The better solution is to dynamically find the first row of data. Power Query has a function that will help with this. It is called List.PositionOf(). Basically what it does is it takes a list and tell you what position your search item is on in the list. Let’s walk through it with our new production data with the extra rows.
First, delete the Promoted Headers and Removed Top rows steps you created earlier so we are back to the below image. If there are any Changed Type steps, get rid of those as well. You should only have the Source and Navigation steps in the Applied Steps at the right side of the Power Query window.
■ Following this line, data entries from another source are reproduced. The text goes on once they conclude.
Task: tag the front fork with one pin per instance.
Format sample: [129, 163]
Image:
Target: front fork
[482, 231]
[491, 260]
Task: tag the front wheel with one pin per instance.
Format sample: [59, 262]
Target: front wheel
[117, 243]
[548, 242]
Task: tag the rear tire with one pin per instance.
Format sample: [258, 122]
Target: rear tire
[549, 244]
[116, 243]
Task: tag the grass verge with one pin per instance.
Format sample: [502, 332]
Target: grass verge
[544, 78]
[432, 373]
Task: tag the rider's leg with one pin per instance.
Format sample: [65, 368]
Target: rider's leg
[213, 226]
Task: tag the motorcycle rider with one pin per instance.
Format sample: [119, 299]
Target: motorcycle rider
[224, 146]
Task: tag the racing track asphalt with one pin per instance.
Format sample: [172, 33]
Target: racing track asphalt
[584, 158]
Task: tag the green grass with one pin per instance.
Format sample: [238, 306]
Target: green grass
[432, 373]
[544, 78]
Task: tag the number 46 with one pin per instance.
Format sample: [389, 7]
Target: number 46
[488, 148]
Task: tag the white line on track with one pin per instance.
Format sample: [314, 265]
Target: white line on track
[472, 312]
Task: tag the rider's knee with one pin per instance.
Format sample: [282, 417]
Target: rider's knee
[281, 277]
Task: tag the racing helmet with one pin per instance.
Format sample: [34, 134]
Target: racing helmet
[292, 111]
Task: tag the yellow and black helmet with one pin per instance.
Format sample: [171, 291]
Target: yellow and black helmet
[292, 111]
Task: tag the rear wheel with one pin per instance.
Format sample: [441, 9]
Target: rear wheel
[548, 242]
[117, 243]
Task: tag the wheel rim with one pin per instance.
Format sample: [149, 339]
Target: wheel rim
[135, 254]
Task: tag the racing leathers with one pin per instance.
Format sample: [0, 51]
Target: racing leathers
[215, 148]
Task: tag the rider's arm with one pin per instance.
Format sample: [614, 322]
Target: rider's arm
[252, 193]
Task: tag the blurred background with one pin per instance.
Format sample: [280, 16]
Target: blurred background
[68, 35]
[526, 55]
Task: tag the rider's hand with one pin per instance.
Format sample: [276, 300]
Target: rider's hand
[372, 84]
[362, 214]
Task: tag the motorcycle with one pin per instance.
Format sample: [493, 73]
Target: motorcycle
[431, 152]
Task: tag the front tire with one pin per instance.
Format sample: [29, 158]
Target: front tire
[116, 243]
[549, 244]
We want to find the word “Material” here. Right-Click on the “Navigation Step” in the Applied Steps pane and click Insert After. It will create a Custom1 step that will simply have this in the formula bar: = Sheet1_Sheet - which is just pointing to the Navigation step. Change that to this:
= Sheet1_Sheet[Column1]
We told it to only show us [Column1] from the Sheet1_Sheet step. Sheet1_Sheet is just the name of the table. Confusingly Power Query hides this in the Navigation step. Here we can clearly see it. Note: If you are using this technique at any time after the Navigation step, the table name is just the name of the Applied Step. For example, if you had selected the first three columns and then selected Remove Other Columns from the ribbon, your step would be “Remove Other Columns” and the table name is #”Remove Other Columns” - the # and quotes are necessary if any table name has spaces in it.
Most Applied Steps in Power Query are just tables. But this one is not. You’ll notice after adding [Column1] after it, the name of the first column, it is now a list.
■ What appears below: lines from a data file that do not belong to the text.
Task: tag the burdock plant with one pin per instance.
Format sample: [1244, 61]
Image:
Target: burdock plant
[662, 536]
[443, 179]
Now we are getting somewhere. Time to use List.PositionOf. Edit the formula above to this, and you’ll get the following screen.
= List.PositionOf(Sheet1_Sheet[Column1], "Material")
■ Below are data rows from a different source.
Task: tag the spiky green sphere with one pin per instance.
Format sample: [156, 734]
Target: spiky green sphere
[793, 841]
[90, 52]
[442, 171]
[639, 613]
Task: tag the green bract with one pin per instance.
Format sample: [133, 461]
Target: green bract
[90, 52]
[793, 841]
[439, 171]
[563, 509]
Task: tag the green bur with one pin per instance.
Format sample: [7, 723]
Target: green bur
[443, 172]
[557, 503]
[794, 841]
It found the word “Material” on row 7. Wait a minute… on the image above with the list, it shows Material on row 8. Power Query indexes at 0, so the first row isn’t 1, but 0. So Material is in position 7 in the list. This actually helps us with the next step.
Right-click on the Custom1 step and rename it something useful, like PositionOfMaterial. I recommend you use no spaces for this step. It makes referencing it later easier.
Right-click on PositionOfMaterial again and Insert Step After. Now, we need to get our original table and skip the first 7 rows, right? When you use the Remove Top Rows feature, Power Query creates a step using the Table.Skip function. We are going to do that manually. In the formula bar, you probably see =PositionOfMaterial and it still show the value. Get rid of that and type this:
= Table.Skip(Sheet1_Sheet, PositionOfMaterial)
Remember, our original table was Sheet1_Sheet. Table.Skip has this syntax: Table.Skip(TableName, RowsToSkip). TableName is Sheet1_Sheet in this case, and instead of hardcoding the RowsToSkip, we are using a variable, our PositionOfMaterial step. Now our data looks like this:
Now you can promote the first row as headers, change your data types, and continue on. Next week when our production supervisor turns in the report, it won’t matter if Material on on row 1 or 100, List.PositionOf() will find it for us and dynamically set the top of the table. Even if all of the header is deleted, List.PositionOf() will return 0 for the position of Material, and Table.Skip will effectively do nothing, skipping 0 rows. So it will still work for us.
This method will work with any kind of data, but Excel is the most common use for it. Most other data sources, like databases, SharePoint Lists, true Excel tables, and even CSV files, don’t have data moving up and down on you.